Department of Genetics, Stanford University School of Medicine, Stanford, CA, USA.
Epigenetics Chromatin. 2010 Jul 1;3(1):13. doi: 10.1186/1756-8935-3-13.
The physiological function of eukaryotic DNA occurs in the context of nucleosomal arrays that can expose or obscure defined segments of the genome. Certain DNA sequences are capable of strongly positioning a nucleosome in vitro, suggesting the possibility that favorable intrinsic signals might reproducibly structure chromatin segments. As high-throughput sequencing analyses of nucleosome coverage in vitro and in vivo have become possible, a vigorous debate has arisen over the degree to which intrinsic DNA:nucleosome affinities orchestrate the in vivo positions of nucleosomes, thereby controlling physical accessibility of specific sequences in DNA.
We describe here the in vivo consequences of placing a synthetic high-affinity nucleosome-positioning signal, the 601 sequence, into a DNA plasmid vector in mice.
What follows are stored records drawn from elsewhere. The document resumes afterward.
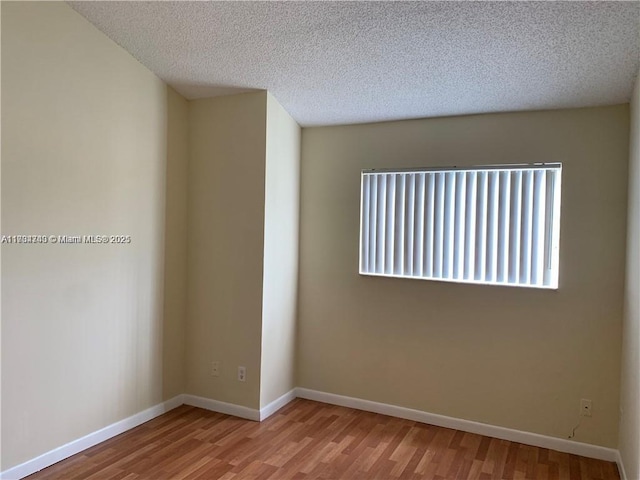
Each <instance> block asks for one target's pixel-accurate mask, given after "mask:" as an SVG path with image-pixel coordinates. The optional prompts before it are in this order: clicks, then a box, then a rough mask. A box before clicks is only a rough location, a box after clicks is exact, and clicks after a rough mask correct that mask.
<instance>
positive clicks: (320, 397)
mask: <svg viewBox="0 0 640 480" xmlns="http://www.w3.org/2000/svg"><path fill="white" fill-rule="evenodd" d="M296 396H298V397H300V398H306V399H308V400H315V401H317V402H324V403H329V404H332V405H339V406H342V407H349V408H355V409H356V410H364V411H367V412H373V413H380V414H383V415H389V416H392V417H398V418H405V419H407V420H413V421H416V422H422V423H428V424H430V425H436V426H439V427H445V428H454V429H456V430H462V431H463V432H470V433H477V434H480V435H486V436H489V437H495V438H500V439H502V440H509V441H512V442H518V443H524V444H526V445H532V446H534V447H542V448H549V449H551V450H557V451H559V452H565V453H572V454H574V455H581V456H583V457H590V458H596V459H598V460H607V461H609V462H618V460H619V461H620V462H621V461H622V460H621V458H620V453H619V452H618V450H615V449H613V448H606V447H600V446H598V445H591V444H588V443H581V442H574V441H571V440H565V439H562V438H556V437H549V436H546V435H540V434H537V433H530V432H524V431H521V430H514V429H511V428H505V427H498V426H495V425H488V424H486V423H479V422H474V421H471V420H464V419H461V418H454V417H447V416H445V415H438V414H435V413H429V412H424V411H421V410H414V409H411V408H405V407H398V406H396V405H389V404H386V403H379V402H372V401H370V400H363V399H361V398H353V397H346V396H344V395H337V394H334V393H326V392H320V391H317V390H310V389H308V388H301V387H298V388H296ZM620 464H621V463H620ZM622 480H624V479H622Z"/></svg>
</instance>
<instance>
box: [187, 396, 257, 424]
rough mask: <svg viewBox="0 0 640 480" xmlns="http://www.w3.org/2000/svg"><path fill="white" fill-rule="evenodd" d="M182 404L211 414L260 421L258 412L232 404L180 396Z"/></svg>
mask: <svg viewBox="0 0 640 480" xmlns="http://www.w3.org/2000/svg"><path fill="white" fill-rule="evenodd" d="M182 403H184V404H185V405H190V406H192V407H198V408H204V409H205V410H210V411H212V412H217V413H224V414H226V415H233V416H234V417H240V418H245V419H247V420H253V421H255V422H259V421H260V410H258V409H255V408H249V407H245V406H242V405H236V404H234V403H227V402H221V401H219V400H212V399H210V398H205V397H198V396H197V395H188V394H184V395H182Z"/></svg>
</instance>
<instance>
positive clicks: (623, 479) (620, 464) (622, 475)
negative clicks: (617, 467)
mask: <svg viewBox="0 0 640 480" xmlns="http://www.w3.org/2000/svg"><path fill="white" fill-rule="evenodd" d="M616 464H617V465H618V472H619V473H620V480H627V478H628V477H627V472H626V470H625V469H624V463H623V462H622V455H620V450H616Z"/></svg>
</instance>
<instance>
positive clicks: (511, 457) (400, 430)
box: [27, 399, 620, 480]
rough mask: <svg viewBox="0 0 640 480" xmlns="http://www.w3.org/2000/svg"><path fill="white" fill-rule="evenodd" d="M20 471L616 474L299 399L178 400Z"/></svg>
mask: <svg viewBox="0 0 640 480" xmlns="http://www.w3.org/2000/svg"><path fill="white" fill-rule="evenodd" d="M27 478H28V479H29V480H53V479H63V480H71V479H82V480H89V479H92V480H93V479H95V480H97V479H103V480H139V479H149V480H162V479H172V480H179V479H180V480H182V479H184V480H195V479H200V480H214V479H220V480H232V479H233V480H241V479H256V480H257V479H264V480H266V479H271V480H286V479H299V480H302V479H367V480H369V479H397V478H402V479H433V480H439V479H518V478H526V479H540V480H544V479H569V480H578V479H590V480H596V479H599V480H609V479H619V478H620V477H619V476H618V471H617V468H616V465H615V464H614V463H610V462H604V461H600V460H592V459H589V458H584V457H579V456H576V455H569V454H566V453H560V452H556V451H553V450H547V449H544V448H536V447H530V446H527V445H522V444H519V443H514V442H508V441H505V440H497V439H494V438H490V437H484V436H481V435H475V434H471V433H465V432H461V431H457V430H451V429H448V428H441V427H434V426H431V425H426V424H423V423H417V422H412V421H409V420H402V419H398V418H393V417H387V416H384V415H377V414H374V413H368V412H362V411H358V410H352V409H349V408H343V407H336V406H332V405H327V404H323V403H318V402H312V401H309V400H302V399H296V400H294V401H293V402H291V403H290V404H289V405H287V406H286V407H284V408H283V409H281V410H280V411H279V412H277V413H276V414H274V415H273V416H272V417H270V418H269V419H267V420H265V421H264V422H262V423H257V422H252V421H248V420H242V419H238V418H235V417H230V416H228V415H222V414H218V413H213V412H209V411H206V410H202V409H199V408H194V407H188V406H184V405H183V406H181V407H179V408H177V409H175V410H172V411H170V412H168V413H166V414H164V415H162V416H160V417H157V418H156V419H154V420H151V421H150V422H147V423H145V424H143V425H141V426H139V427H137V428H135V429H133V430H130V431H128V432H126V433H124V434H122V435H119V436H117V437H114V438H112V439H110V440H108V441H106V442H104V443H101V444H99V445H96V446H95V447H93V448H91V449H89V450H85V451H84V452H81V453H79V454H77V455H75V456H73V457H70V458H68V459H66V460H63V461H62V462H60V463H57V464H55V465H53V466H51V467H49V468H47V469H44V470H42V471H40V472H38V473H36V474H34V475H31V476H30V477H27Z"/></svg>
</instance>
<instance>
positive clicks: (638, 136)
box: [618, 76, 640, 480]
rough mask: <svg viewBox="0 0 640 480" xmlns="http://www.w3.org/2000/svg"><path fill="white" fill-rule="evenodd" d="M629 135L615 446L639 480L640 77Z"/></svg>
mask: <svg viewBox="0 0 640 480" xmlns="http://www.w3.org/2000/svg"><path fill="white" fill-rule="evenodd" d="M630 131H631V139H630V144H629V146H630V147H629V213H628V227H627V228H628V230H627V277H626V286H625V296H624V307H625V310H624V322H623V328H622V335H623V337H622V377H621V398H620V443H619V445H618V448H619V449H620V454H621V456H622V460H623V463H624V466H625V470H626V473H627V478H628V479H629V480H631V479H634V478H640V354H639V351H640V256H639V252H640V76H639V77H638V78H637V79H636V86H635V89H634V91H633V95H632V97H631V129H630Z"/></svg>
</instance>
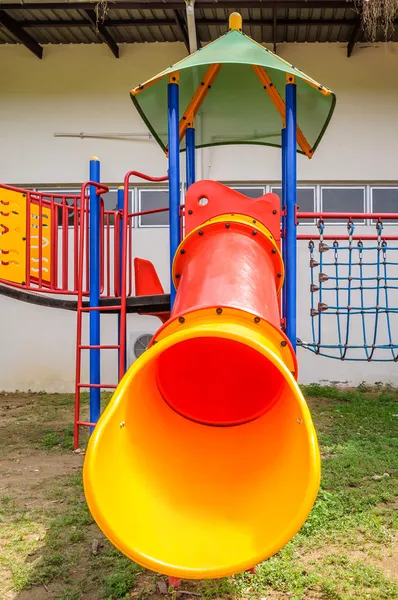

Strikingly, the 601 sequence was sufficient to position nucleosomes during an early phase after introduction of the DNA into the mice (when the plasmid vector transgene was active). This positioning capability was transient, with a loss of strong positioning at a later time point when the transgenes had become silent.
These results demonstrate an ability of DNA sequences selected solely for nucleosome affinity to organize chromatin in vivo, and the ability of other mechanisms to overcome these interactions in a dynamic nuclear environment.
真核生物 DNA 的生理功能发生在核小体阵列的情况下,核小体阵列可以暴露或隐藏基因组的定义片段。某些 DNA 序列能够在体外强烈定位核小体,这表明有利的固有信号可能能够重复地构建染色质片段。随着体外和体内核小体覆盖的高通量测序分析成为可能,关于固有 DNA:核小体亲和力在多大程度上协调体内核小体位置,从而控制 DNA 中特定序列的物理可及性的争论激烈。
我们在这里描述了在体内将合成的高亲和力核小体定位信号,即 601 序列,放置在小鼠中的 DNA 质粒载体中的后果。引人注目的是,601 序列足以在将 DNA 导入小鼠后(当质粒载体转基因活跃时)的早期阶段定位核小体。这种定位能力是短暂的,当转基因沉默时,强定位的能力会丧失。
这些结果表明,仅选择用于核小体亲和力的 DNA 序列有能力在体内组织染色质,并且其他机制有能力在动态核环境中克服这些相互作用。